Western Casualty & Surety Co. v. Transamerica Insurance Co.

484 P.2d 1180, 26 Utah 2d 50, 1971 Utah LEXIS 654
CourtUtah Supreme Court
DecidedMay 10, 1971
Docket12265
StatusPublished
Cited by11 cases

This text of 484 P.2d 1180 (Western Casualty & Surety Co. v. Transamerica Insurance Co.) is published on Counsel Stack Legal Research, covering Utah Supreme Court primary law. Counsel Stack provides free access to over 12 million legal documents including statutes, case law, regulations, and constitutions.

Bluebook
Western Casualty & Surety Co. v. Transamerica Insurance Co., 484 P.2d 1180, 26 Utah 2d 50, 1971 Utah LEXIS 654 (Utah 1971).

Opinion

ELLETT, Justice.

This appeal involves the interpretation of the omnibus clause of two separate insurance policies. The trial court granted a summary judgment holding that neither policy afforded any coverage to Dan Allison or to the estate of his deceased minor son Rick, who at the time of his death was sixteen years of age.

There is no dispute as to the facts of the case, and summary judgment would be proper if as a matter of law either party was entitled to a judgment.
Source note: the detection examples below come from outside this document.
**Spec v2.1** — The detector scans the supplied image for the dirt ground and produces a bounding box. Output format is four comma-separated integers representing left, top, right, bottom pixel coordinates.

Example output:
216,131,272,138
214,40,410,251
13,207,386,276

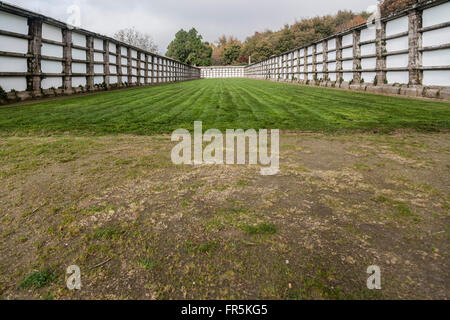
0,132,450,299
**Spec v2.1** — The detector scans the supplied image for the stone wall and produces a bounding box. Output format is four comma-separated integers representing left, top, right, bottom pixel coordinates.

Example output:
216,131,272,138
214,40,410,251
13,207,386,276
246,0,450,99
0,2,200,100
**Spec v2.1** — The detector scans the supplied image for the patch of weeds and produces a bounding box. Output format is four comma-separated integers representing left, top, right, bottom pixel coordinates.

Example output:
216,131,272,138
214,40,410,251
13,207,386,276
19,269,56,289
139,258,158,270
236,180,250,187
242,223,277,235
184,241,219,253
93,226,124,240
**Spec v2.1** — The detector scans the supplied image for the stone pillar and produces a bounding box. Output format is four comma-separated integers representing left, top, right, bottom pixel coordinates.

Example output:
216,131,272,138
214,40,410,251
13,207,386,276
63,29,72,94
303,47,308,82
353,30,361,84
408,9,423,85
375,21,386,85
86,36,94,90
312,44,317,80
336,36,343,82
116,45,122,87
27,18,42,96
127,48,133,86
103,40,109,88
136,52,142,84
322,40,328,81
144,54,149,85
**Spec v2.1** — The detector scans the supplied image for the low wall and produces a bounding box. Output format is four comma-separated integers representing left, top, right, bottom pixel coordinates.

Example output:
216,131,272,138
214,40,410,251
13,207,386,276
0,2,200,104
200,66,246,79
246,0,450,97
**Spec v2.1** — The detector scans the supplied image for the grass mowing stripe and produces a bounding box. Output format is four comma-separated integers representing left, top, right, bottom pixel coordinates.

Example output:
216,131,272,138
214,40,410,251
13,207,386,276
0,79,450,135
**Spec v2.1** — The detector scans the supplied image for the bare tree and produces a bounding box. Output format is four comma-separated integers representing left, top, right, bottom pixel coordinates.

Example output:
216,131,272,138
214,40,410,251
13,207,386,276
113,27,158,53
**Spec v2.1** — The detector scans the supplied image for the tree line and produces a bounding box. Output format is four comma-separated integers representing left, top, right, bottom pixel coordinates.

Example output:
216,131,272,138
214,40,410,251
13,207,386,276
116,0,426,66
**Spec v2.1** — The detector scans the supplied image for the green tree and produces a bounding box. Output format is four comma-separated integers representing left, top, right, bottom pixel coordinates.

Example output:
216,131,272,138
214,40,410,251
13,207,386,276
166,28,212,66
223,46,241,65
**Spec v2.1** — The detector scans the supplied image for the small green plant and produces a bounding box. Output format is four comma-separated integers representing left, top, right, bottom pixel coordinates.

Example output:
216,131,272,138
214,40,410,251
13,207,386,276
242,223,277,235
19,269,56,289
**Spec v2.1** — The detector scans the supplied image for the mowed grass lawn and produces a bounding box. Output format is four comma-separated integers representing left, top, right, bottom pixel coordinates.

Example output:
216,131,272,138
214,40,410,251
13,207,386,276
0,79,450,134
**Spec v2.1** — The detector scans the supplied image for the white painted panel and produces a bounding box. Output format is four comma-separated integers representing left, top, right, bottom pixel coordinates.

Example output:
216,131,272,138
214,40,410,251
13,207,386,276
342,33,353,47
72,77,86,88
109,42,117,53
361,43,377,56
342,48,353,58
72,63,86,73
422,49,450,67
386,71,409,84
316,42,323,53
328,62,336,71
0,35,28,53
109,76,118,84
42,23,62,42
41,43,63,58
94,52,103,62
386,16,408,37
342,72,353,82
328,51,336,61
94,64,104,73
361,72,377,83
0,77,27,92
361,58,377,69
41,77,62,89
0,56,28,72
422,27,450,47
386,37,408,52
72,49,86,60
386,54,408,68
94,76,103,84
328,38,336,50
359,26,377,42
422,2,450,28
72,32,86,47
94,38,103,50
41,60,63,73
423,70,450,86
342,60,353,70
0,11,28,34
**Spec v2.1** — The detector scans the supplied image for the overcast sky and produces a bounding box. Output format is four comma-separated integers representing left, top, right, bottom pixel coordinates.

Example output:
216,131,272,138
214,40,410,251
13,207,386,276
5,0,377,54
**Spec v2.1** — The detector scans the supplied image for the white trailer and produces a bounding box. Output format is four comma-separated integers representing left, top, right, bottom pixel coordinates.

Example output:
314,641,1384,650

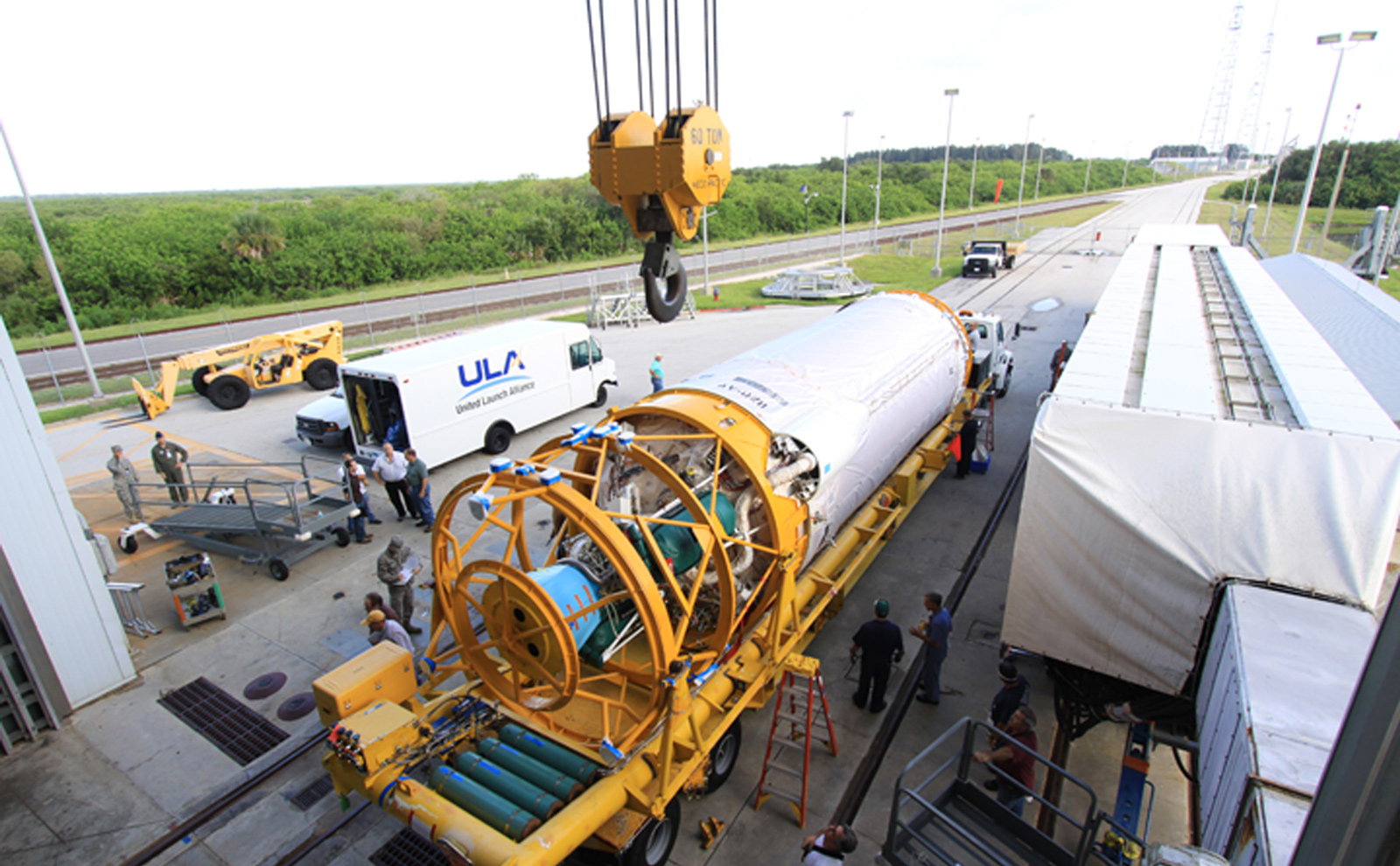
1004,225,1400,695
340,320,618,466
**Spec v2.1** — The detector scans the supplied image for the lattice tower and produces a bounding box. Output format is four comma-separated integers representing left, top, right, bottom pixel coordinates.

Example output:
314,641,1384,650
1235,0,1278,164
1200,3,1244,168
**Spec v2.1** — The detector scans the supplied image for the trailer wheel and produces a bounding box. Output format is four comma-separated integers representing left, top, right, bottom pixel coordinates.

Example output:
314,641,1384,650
189,367,214,397
206,375,248,410
303,358,340,390
704,722,744,793
621,798,681,866
641,267,686,322
481,421,515,455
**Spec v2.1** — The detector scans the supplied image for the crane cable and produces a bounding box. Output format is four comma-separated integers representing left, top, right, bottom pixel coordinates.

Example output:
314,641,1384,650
585,0,719,132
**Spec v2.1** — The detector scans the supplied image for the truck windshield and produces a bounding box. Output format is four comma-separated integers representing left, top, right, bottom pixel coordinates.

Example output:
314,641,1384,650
341,372,410,450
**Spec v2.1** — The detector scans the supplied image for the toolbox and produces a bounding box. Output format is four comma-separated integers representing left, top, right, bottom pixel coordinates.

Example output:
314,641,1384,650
165,553,228,628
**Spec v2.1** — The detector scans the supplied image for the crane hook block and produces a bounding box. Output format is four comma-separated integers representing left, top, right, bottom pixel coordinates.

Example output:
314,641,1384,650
588,105,730,241
588,105,730,322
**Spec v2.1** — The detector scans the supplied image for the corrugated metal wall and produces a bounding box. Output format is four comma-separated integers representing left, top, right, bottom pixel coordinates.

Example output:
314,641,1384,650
0,318,136,738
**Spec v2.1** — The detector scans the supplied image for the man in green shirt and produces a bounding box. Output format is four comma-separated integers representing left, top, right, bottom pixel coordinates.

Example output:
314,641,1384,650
403,448,432,532
151,432,189,505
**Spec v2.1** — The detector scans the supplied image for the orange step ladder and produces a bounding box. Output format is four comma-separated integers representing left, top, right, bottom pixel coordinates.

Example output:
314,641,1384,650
753,653,836,827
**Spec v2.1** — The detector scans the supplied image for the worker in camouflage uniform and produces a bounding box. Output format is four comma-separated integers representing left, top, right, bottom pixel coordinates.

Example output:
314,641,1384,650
107,445,145,523
151,432,189,505
376,536,423,634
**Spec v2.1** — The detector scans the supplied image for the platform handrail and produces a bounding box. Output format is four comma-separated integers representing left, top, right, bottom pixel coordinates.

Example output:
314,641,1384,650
885,717,1102,866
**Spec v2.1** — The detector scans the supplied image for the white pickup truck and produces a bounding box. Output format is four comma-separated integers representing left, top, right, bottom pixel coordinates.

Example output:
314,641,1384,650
963,241,1026,277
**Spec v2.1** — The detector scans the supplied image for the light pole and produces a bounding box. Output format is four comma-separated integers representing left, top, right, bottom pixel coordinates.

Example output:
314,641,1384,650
1034,138,1046,201
1249,121,1274,205
802,184,822,235
0,116,102,397
968,136,982,238
934,87,957,277
842,112,856,267
871,136,885,253
1017,115,1036,238
1288,30,1376,253
1264,108,1293,243
1321,102,1361,250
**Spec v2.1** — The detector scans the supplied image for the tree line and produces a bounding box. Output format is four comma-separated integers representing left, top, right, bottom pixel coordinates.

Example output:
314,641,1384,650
0,150,1153,333
1225,142,1400,210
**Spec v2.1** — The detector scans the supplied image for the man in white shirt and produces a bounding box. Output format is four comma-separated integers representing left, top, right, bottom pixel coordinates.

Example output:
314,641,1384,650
360,610,413,654
369,442,418,520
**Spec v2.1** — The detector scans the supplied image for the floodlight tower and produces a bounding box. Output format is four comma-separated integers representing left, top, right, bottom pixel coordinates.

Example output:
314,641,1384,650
1197,2,1244,168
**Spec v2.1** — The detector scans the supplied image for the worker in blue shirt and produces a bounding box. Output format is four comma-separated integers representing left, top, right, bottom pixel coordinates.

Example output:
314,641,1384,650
648,355,665,393
908,592,954,707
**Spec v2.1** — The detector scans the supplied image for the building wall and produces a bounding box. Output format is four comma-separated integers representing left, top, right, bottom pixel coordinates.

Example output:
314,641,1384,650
0,323,136,712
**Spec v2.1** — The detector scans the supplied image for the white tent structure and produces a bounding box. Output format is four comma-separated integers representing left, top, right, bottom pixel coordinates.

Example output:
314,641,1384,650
1004,225,1400,694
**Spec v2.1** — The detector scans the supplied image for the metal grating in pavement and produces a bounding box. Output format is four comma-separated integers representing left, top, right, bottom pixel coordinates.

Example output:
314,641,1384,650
157,677,287,766
290,777,336,812
369,827,452,866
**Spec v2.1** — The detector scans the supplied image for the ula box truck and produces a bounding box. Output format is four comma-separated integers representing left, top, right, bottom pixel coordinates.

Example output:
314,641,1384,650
340,320,618,466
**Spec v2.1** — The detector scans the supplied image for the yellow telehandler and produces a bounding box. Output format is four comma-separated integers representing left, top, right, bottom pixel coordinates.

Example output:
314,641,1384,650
131,322,345,418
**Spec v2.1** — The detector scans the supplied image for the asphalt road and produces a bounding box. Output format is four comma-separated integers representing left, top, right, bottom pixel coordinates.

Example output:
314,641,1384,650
19,191,1125,376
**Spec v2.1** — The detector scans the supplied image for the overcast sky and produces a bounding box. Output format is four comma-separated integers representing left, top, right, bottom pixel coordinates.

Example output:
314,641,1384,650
0,0,1400,196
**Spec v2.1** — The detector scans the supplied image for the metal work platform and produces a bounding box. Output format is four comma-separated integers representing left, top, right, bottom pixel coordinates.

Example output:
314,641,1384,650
880,717,1151,866
119,455,354,581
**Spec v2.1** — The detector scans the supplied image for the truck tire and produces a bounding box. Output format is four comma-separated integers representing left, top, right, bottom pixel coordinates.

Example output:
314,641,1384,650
481,421,515,455
205,375,248,410
621,798,681,866
704,722,744,793
189,367,214,397
641,267,686,322
303,358,340,390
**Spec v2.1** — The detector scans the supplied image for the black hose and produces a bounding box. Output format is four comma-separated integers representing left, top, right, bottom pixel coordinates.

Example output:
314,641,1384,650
122,731,326,866
598,0,612,117
632,0,647,110
586,0,604,132
700,0,710,105
831,443,1031,824
710,0,730,111
277,800,369,866
647,0,656,117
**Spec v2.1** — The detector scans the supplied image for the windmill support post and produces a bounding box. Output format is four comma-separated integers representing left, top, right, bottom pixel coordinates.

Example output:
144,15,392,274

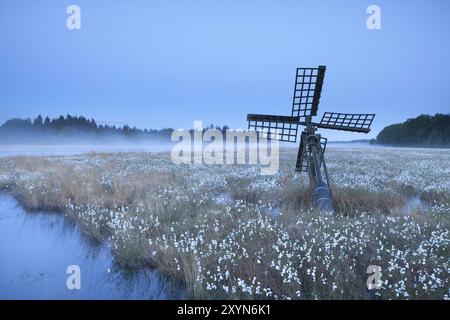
247,66,375,213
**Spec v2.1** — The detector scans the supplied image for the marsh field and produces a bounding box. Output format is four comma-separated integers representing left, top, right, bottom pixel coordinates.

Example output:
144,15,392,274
0,147,450,299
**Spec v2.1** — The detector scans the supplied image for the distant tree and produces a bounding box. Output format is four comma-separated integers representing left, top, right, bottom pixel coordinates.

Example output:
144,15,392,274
375,113,450,147
33,115,44,127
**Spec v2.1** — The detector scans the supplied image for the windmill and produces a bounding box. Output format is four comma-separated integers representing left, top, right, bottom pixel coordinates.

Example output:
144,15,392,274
247,66,375,212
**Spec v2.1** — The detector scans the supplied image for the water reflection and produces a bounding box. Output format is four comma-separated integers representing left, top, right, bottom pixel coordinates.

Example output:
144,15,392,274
0,193,181,299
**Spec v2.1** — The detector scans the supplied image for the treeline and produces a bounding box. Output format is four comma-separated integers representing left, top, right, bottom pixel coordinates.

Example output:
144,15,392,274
0,114,173,137
373,113,450,148
0,115,228,143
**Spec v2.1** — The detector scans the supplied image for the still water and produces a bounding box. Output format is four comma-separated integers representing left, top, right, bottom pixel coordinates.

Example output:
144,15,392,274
0,193,181,299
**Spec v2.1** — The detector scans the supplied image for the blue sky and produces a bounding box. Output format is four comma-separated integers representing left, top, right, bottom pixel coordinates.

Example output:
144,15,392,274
0,0,450,140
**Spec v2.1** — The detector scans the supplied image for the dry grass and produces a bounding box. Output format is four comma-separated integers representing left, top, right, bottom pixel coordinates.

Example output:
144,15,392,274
0,150,450,299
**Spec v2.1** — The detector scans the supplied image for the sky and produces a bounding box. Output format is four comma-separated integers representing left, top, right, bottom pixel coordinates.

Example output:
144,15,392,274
0,0,450,140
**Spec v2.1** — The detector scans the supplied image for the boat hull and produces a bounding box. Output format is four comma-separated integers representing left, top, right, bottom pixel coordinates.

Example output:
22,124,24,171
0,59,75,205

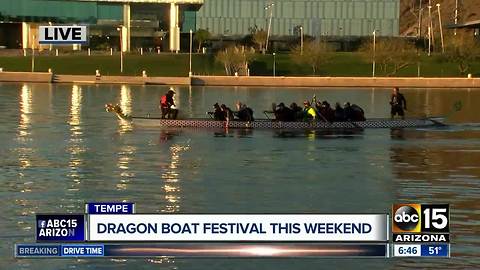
130,117,440,129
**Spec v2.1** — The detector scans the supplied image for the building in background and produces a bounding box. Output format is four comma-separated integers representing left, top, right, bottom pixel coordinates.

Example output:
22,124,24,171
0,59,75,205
0,0,400,51
0,0,203,51
196,0,400,37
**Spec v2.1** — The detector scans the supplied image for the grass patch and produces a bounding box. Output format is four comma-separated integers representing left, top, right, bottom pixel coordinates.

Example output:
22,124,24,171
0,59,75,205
0,52,480,77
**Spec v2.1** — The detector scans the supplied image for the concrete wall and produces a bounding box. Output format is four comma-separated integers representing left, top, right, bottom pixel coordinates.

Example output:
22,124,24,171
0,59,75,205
0,72,53,83
0,72,480,88
192,76,480,88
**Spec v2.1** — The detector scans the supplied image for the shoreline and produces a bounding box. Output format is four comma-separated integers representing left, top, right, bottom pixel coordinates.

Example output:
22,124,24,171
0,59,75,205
0,71,480,88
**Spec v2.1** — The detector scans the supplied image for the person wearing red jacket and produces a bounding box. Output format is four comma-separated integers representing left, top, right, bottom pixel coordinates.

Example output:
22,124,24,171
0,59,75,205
160,87,178,119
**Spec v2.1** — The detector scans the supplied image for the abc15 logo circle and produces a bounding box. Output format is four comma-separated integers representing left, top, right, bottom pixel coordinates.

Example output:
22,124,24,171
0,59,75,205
392,204,450,233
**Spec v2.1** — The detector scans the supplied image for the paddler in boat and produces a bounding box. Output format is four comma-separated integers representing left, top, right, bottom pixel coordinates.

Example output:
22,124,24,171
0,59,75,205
220,104,235,121
208,103,225,121
160,87,178,119
290,102,303,121
390,87,407,119
235,101,254,122
272,102,295,122
303,100,318,121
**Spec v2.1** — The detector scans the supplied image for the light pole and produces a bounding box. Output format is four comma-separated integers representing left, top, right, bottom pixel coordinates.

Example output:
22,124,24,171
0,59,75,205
418,0,423,38
273,53,277,77
428,26,432,56
188,29,193,76
300,26,303,55
372,29,377,77
428,0,435,46
32,35,35,72
265,3,275,52
453,0,458,36
48,22,53,51
117,26,123,73
437,4,445,53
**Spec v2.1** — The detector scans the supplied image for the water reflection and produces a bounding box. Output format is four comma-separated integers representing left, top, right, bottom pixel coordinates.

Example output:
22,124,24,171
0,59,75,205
116,145,137,190
17,84,33,170
119,85,133,133
274,128,364,140
116,85,137,190
67,85,85,192
390,130,480,262
160,131,190,213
The father, hereinafter called Dan, had a son-in-law, James. Dan and James decided to attend a livestock show, which required them to travel to another city and to be away from home overnight. It was necessary to take the automobile owned by *52 Dan and used by Rick in going to and from his work. In order to afford transportation for Rick, it was decided to let him use a jeep belonging to James but with the specific direction from the owner that the jeep was to be used only in going to and coming from work and that he was not to be running around in it. That night Rick violated the conditions regarding the jeep by going to a dance, taking his girl friend home, and finally about midnight going twenty or more miles from his home with two of his friends to assist two other boys start their automobile which had run out of gasoline. While siphoning gas from the jeep to the stalled car, the boys were run into by another motorist, resulting in fatalities. An action was commenced against Dan and the estate of Rick. Dan had made himself liable for Rick’s negligence by signing Rick’s application for a driver’s license.

Western Casualty and Surety Company wrote a policy for Dan containing the following language:

V. Use of Other Automobiles: If the named insured is an individual or individual and spouse and if during the policy period such named insured or spouse owns a private passenger automobile covered by this policy, such insurance as is afforded by this policy under coverages A, B and division 1 of coverage C with respect to said automobile applies with respect to any other automobile, subject to the following provisions:
(a) Except with respect to division 1 of coverage C, the unqualified word “insured” includes (1) such named insured and spouse, (2) any relative of such named insured or spouse * * * ******
(d) This insuring agreement does not apply to any automobile: ******
(2) used without the express or implied permission of the owner.
Dan gave no instructions to Rick about the use of the jeep.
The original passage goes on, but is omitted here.